Os processos históricos (que ora relevam e que merecem a nossa atenção) abarcam quatro fases.
A primeira centra a sua atenção no Reinado de D. Maria II e o Rei D. Luís I, com especial e curiosa atenção na transição da Monarquia Liberal para a I República, igualmente liberal.
A segunda, exigirá que observemos o impacto do 5 de Outubro no mundo da Justiça.
A terceira leva-nos à rutura imposta pelo Estado Novo e à caracterização da violência do modelo fascista na construção de uma Justiça autoritária perante o Povo, mas politicamente dependente.
A quarta reflexão, a mais sensível, visa apurar o impacto do 25 de Abril nas instituições forenses e judiciárias.
Como se tal tarefa não bastasse, vivemos, como se disse, numa só geração, as abruptas transformações tecnológicas, pois abandonámos a máquina de escrever e o papel selado e, por fases, entrámos no monopólio das comunicações eletrónicas. O legislador vê-se atónito e não consegue acompanhar as exigências da época que atravessamos.
Na verdade, a censurada avidez reformista e legislativa é compreensível e, de certa forma, tem minimizado o progressivo distanciamento da Justiça face ao nosso Povo.
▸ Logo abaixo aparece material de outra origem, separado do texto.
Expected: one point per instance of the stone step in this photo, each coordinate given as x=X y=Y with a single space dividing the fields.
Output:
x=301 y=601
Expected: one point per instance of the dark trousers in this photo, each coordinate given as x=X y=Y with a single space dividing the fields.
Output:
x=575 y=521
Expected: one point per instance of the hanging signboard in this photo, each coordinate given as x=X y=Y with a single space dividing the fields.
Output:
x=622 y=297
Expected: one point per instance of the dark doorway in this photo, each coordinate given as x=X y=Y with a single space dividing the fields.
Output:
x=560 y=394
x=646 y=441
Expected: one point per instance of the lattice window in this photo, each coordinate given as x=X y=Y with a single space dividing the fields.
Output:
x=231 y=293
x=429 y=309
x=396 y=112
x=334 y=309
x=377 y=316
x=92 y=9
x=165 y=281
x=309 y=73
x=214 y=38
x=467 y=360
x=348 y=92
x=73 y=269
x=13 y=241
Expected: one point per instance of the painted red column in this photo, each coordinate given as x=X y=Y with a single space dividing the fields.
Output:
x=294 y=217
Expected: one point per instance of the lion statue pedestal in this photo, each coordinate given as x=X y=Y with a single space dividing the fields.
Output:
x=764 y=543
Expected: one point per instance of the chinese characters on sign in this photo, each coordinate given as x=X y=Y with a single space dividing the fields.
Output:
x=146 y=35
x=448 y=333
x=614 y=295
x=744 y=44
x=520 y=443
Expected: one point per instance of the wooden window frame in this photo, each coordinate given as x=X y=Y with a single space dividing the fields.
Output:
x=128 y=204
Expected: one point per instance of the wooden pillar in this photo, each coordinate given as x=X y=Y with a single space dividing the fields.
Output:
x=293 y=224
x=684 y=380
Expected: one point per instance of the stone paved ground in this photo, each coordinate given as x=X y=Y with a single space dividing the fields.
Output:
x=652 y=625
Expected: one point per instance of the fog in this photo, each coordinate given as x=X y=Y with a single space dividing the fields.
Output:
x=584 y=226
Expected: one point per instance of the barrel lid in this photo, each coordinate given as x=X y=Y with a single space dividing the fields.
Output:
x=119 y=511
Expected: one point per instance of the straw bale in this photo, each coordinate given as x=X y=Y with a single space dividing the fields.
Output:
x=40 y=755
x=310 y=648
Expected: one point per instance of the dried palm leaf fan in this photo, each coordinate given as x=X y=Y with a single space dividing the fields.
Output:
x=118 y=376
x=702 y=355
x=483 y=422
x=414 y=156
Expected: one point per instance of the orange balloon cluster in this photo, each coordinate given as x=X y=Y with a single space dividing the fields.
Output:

No entanto, a imagem criada em torno dos grandes processos criminais (esquecendo que se acham pendentes quase um milhão de processos), afunilou a cultura judiciária no Direito Penal e, mesmo essa imagem, não é própria, nem adequada ao universo dos processos criminais.
Voltando atrás, parece visível que o distanciamento social e cultural, bem como a perda de legitimidade do poder judicial aos olhos dos Portugueses tem, provocada por si, uma miríade de causas que convém e urge dissecar. Na verdade, não é conveniente abordar o mundo da Justiça sob a perspetiva comumente associada à “Crise da Justiça”. Não é disso que se trata.
O que urge identificar, em primeira leitura, são os elementos determinantes e os momentos dominantes na caracterização das bondades e das perversões da administração da Justiça.
Assim: a formação inicial dos juristas; os processos de recrutamento e formação inicial e permanente de todos os profissionais do foro; os governos dessas profissões, desde os Juízes, os Procuradores, Advogados e Oficiais de Justiça, sem esquecer os Agentes de Execução, o Notariado e os Registos.
Na verdade, a extrema sensibilidade dos auto-governos, cuja profunda análise urge afrontar e aproveitar para verificar se a hiper-corporativização das profissões judiciárias se compadece com a separação do Estado face à Justiça. A extrema delicadeza desta temática leva-nos a não alcançar os limites da independência do judiciário face à soberania do Estado, confundindo-se a independência dos Juízes e a autonomia técnica do Ministério Publico, com a absoluta separação de poderes.
Na verdade, a independência entre Magistraturas e o Governo, todos a desejamos e a percebemos, mas não alcançamos a independência dos Tribunais (única categoria Constitucional) face à Assembleia da República e, decerta forma, perante o Presidente da República. Todas as independências são estradas com dois sentidos. Contudo, é consabida a hiper-independência dos Tribunais e seus atores face à Assembleia da República (onde reside o núcleo central da Democracia) e ninguém conhece qualquer momento de responsabilização dos agentes da justiça e seus Governos face ao Parlamento.
Tudo isto, todos os temas, merecem serena reflexão e rigoroso debate. É o que nos propomos apresentar.
Voltaremos a este e outros temas, mas parece inexorável que a já referida radiografia do Judiciário comece pela organização judiciária, pela formação inicial dos juristas, pelo processo de recrutamento de todos eles, pela tributação e pelo acesso à justiça de todo o Povo, em suma, esquecendo o inútil e perturbador chavão da “crise da justiça” (pois não é disso que se trata).
Vamos refletir sobre cada tema relevante e, só então, encontraremos as soluções que aproximarão os Portugueses da sua Justiça.